Most states in the U.S. are "third tier" wine producers. That is, they are not understood to be sources of fine wine like first tier states such as California, Oregon and Washington. Yet it is states exactly like North Carolina, Virginia, Texas and Michigan, among others, that have seen tremendous growth in the number of wineries that operate in these states. You know that this trend has been recognized when higher education institutions there begin supporting the local wine industries with curriculum.

The story about Appalachian State University is an interesting one on a couple levels. The first is an observation made by Norm Oches, the secretary and education
chair of the North Carolina Wine Growers Association. Oches says:

“Many people forget about the marketing part, but they should be
thinking about that the day they put the plant in the ground. As many industries move outside the United States for production, the wine industry will stay put."

I’ve never heard it put quite this way, but Mr. Oches is correct. Local wine industry’s simply can’t be "outsourced". It’s one of those great, bit "Duh" statements, I’ll grant, but it’s also the kind of statement that has political implications as outsourcing of American jobs is still a meaningful issue for many Americans. I’m thinking this observation might be something various local industries keep in mind as they fight battles against the forces that want to make it more difficult for small wineries to market their home-grown products. Rhetoric is important.

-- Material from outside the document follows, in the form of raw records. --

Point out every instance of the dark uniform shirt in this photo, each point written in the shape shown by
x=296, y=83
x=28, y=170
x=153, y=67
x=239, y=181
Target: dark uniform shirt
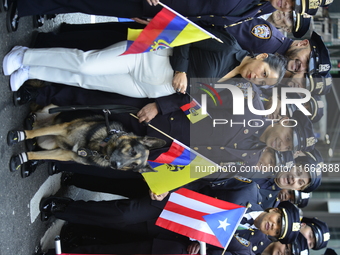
x=258, y=35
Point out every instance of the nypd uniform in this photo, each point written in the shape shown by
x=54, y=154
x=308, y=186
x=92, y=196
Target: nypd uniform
x=300, y=246
x=320, y=230
x=258, y=35
x=313, y=161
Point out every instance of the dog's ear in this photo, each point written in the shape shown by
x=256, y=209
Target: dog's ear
x=146, y=169
x=152, y=142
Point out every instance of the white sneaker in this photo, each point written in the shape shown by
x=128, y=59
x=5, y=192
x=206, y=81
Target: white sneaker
x=13, y=60
x=19, y=77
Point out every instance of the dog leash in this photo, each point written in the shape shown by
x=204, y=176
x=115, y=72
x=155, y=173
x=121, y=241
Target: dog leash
x=112, y=108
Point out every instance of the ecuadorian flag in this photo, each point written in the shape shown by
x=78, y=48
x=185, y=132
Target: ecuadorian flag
x=193, y=111
x=176, y=167
x=165, y=30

The other interesting statement in this article comes from Dr. Grant N. Holder, a chemistry professor at Appalachian State University who is working to get the program off the ground. In discussing the global nature of the wine industry he notes:

"the wine industry is very competitive, as every region of
the world produces wine with the exception of the Middle East."

He should know better. I wonder why he doesn’t.

2 Responses

  1. John - October 26, 2006

    As someone who has been following the North Carolina wine industry for a decade, I applaud the progress N.C. has achieved. In the land of Baptists and dry counties, it can be difficult to make people understand that wineries are a boon to the economy in so many ways. Ten years ago, there were maybe six wineries statewide. Now, it’s more than fifty, thanks in large part to the efforts of the state government to promote the industry.

  2. tom - October 26, 2006

    North Carolina appears to be like so many other states: they are making very good wine and these bottlings are being purchased by locals who like the wines and like the fact they are local. Nothing wrong with provincialism…it’s what allows industries to grow.